Go to file
Ryan Roberts 6e8f588708 arm64/mm: make set_ptes() robust when OAs cross 48-bit boundary
Patch series "mm/memory: optimize fork() with PTE-mapped THP", v3.

Now that the rmap overhaul[1] is upstream that provides a clean interface
for rmap batching, let's implement PTE batching during fork when
processing PTE-mapped THPs.

This series is partially based on Ryan's previous work[2] to implement
cont-pte support on arm64, but its a complete rewrite based on [1] to
optimize all architectures independent of any such PTE bits, and to use
the new rmap batching functions that simplify the code and prepare for
further rmap accounting changes.

We collect consecutive PTEs that map consecutive pages of the same large
folio, making sure that the other PTE bits are compatible, and (a) adjust
the refcount only once per batch, (b) call rmap handling functions only
once per batch and (c) perform batch PTE setting/updates.

While this series should be beneficial for adding cont-pte support on
ARM64[2], it's one of the requirements for maintaining a total mapcount[3]
for large folios with minimal added overhead and further changes[4] that
build up on top of the total mapcount.

Independent of all that, this series results in a speedup during fork with
PTE-mapped THP, which is the default with THPs that are smaller than a PMD
(for example, 16KiB to 1024KiB mTHPs for anonymous memory[5]).
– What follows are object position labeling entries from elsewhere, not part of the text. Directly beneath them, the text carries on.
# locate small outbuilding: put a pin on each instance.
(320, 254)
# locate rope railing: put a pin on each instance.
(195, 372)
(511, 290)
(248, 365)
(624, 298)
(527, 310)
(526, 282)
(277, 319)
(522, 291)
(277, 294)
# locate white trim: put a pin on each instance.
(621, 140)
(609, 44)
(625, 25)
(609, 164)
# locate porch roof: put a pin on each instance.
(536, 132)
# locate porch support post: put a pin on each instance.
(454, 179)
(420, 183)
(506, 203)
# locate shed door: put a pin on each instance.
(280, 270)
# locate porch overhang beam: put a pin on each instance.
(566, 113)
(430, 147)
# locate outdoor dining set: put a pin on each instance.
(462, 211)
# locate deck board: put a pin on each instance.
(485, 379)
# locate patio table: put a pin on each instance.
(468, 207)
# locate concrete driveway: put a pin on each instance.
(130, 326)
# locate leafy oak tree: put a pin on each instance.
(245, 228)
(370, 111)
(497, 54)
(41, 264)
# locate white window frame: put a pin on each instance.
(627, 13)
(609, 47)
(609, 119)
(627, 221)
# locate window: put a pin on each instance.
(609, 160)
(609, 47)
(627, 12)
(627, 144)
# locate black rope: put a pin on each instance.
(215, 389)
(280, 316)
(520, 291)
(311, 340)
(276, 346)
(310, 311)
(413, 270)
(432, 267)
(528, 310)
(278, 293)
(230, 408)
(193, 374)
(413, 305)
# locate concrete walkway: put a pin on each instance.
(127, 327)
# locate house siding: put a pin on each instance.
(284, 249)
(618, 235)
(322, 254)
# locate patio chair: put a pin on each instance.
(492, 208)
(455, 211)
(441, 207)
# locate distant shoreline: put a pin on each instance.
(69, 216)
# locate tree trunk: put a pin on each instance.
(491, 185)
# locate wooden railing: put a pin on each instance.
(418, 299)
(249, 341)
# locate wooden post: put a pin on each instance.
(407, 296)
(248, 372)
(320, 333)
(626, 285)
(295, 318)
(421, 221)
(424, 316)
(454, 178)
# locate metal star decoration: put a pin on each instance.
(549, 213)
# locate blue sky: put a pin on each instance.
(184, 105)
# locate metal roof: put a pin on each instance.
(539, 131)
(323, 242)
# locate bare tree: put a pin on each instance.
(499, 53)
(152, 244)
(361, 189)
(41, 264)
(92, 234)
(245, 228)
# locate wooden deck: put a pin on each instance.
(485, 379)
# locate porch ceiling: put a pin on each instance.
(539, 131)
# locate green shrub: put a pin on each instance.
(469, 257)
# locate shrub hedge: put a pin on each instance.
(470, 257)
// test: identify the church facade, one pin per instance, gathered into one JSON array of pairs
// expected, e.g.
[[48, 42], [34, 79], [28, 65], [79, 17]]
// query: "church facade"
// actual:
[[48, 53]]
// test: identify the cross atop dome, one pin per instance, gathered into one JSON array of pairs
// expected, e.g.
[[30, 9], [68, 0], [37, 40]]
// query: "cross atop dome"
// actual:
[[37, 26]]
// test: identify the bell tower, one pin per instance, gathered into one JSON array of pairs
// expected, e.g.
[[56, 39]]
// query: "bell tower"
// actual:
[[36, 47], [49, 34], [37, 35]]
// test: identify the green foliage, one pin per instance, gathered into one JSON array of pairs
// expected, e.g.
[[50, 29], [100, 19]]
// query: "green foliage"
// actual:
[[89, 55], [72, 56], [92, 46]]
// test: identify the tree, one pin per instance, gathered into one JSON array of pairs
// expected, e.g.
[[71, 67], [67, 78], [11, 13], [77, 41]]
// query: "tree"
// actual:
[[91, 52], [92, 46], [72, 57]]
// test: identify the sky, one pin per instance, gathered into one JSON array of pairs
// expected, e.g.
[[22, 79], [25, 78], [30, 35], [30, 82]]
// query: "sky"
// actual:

On an Intel Xeon Silver 4210R CPU, fork'ing with 1GiB of PTE-mapped folios
of the same size (stddev < 1%) results in the following runtimes for
fork() (shorter is better):

Folio Size | v6.8-rc1 |      New | Change
------------------------------------------
      4KiB | 0.014328 | 0.014035 |   - 2%
     16KiB | 0.014263 | 0.01196  |   -16%
     32KiB | 0.014334 | 0.01094  |   -24%
     64KiB | 0.014046 | 0.010444 |   -26%
    128KiB | 0.014011 | 0.010063 |   -28%
    256KiB | 0.013993 | 0.009938 |   -29%
    512KiB | 0.013983 | 0.00985  |   -30%
   1024KiB | 0.013986 | 0.00982  |   -30%
   2048KiB | 0.014305 | 0.010076 |   -30%

Note that these numbers are even better than the ones from v1 (verified
over multiple reboots), even though there were only minimal code changes. 
Well, I removed a pte_mkclean() call for anon folios, maybe that also
plays a role.

But my experience is that fork() is extremely sensitive to code size,
inlining, ...  so I suspect we'll see on other architectures rather a
change of -20% instead of -30%, and it will be easy to "lose" some of that
speedup in the future by subtle code changes.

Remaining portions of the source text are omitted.